De onde vêm suas ideias? Há um conjunto de hábitos que você cultiva para se manter criativo?
Acho que este é um dos pontos mais interessantes do trabalho criativo: você conseguir extrair ideias das fontes mais diferentes possíveis, tornando um estímulo diverso como algo seu, absolutamente pessoal. Porque pode estar em qualquer lugar mesmo: este livro que passei quatro anos escrevendo, por exemplo, veio de uma ideia que conectou uma foto de Cartier-Bresson com um vídeo pornô distribuído via Whatsapp. A vontade de escrever algo naquela linha já estava lá – vinha de outros livros, de filmes, de música, da vida -, mas acabou acontecendo quando aquelas duas imagens distantes se conectaram. Por isso acho tão importante tentar sair o máximo possível da bolha: de manhã toca um Charlie Brown Jr. no som, de tarde estou escutando Anitta, de noite vendo um filme sério ou lendo, a mistura é, para mim, uma das melhores características. E aí, na cara dura, ainda dá para usar a biologia para justificar, já que é a diversidade que garante a sobrevivência da espécie.
O que você acha que mudou no seu processo de escrita ao longo dos anos? O que você diria a si mesmo se pudesse voltar à escrita de seus primeiros textos?
Talvez tenha mudado um pouco a ansiedade por publicar. Quando eu publiquei o primeiro livro, em 2012, eu queria muito tirar um peso das costas. E tudo bem, isso aconteceu e foi ótimo. Mas agora começo a achar que, para publicar, é preciso encontrar as condições nas quais você mais acredita, tanto em termos de texto quanto em edição. Essa medida é diferente para cada um, claro. Mas, para mim, pelo menos no impresso, não quero publicar só por publicar, quero ter um diálogo. Então acho que, se eu pudesse conversar comigo mesmo, eu provavelmente diria “velho, relaxa, vai viver um pouco”.
Que projeto você gostaria de fazer, mas ainda não começou?

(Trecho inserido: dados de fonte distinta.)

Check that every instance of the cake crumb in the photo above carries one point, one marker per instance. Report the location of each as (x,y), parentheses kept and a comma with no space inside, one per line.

Que livro você gostaria de ler e ele ainda não existe?
O projeto que certamente vou fazer e ainda não comecei é um livro sobre Salvador escrito da forma mais visceral que eu conseguir, é realmente meu projeto dos sonhos. Vai acontecer, daqui a alguns anos. Terminei um em julho e estou terminando outro, agora em outubro. Depois acredito que é importante dar uma pausa, viver um pouco, trabalhar com outras linguagens – quero aprender a fotografar um pouco melhor – e aí as coisas vão começando a andar. Eu e dois grandes amigos meus, Breno Fernandes e Saulo Dourado, estávamos assistindo uma palestra na Flipelô de 2018 com um escritor angolano, Gosciante Patissa, e Patissa disse uma frase sobre a qual temos conversado bastante, indo para todos os lados das ideias: “não se deve queimar etapas”. E eu acho que é isso aí mesmo.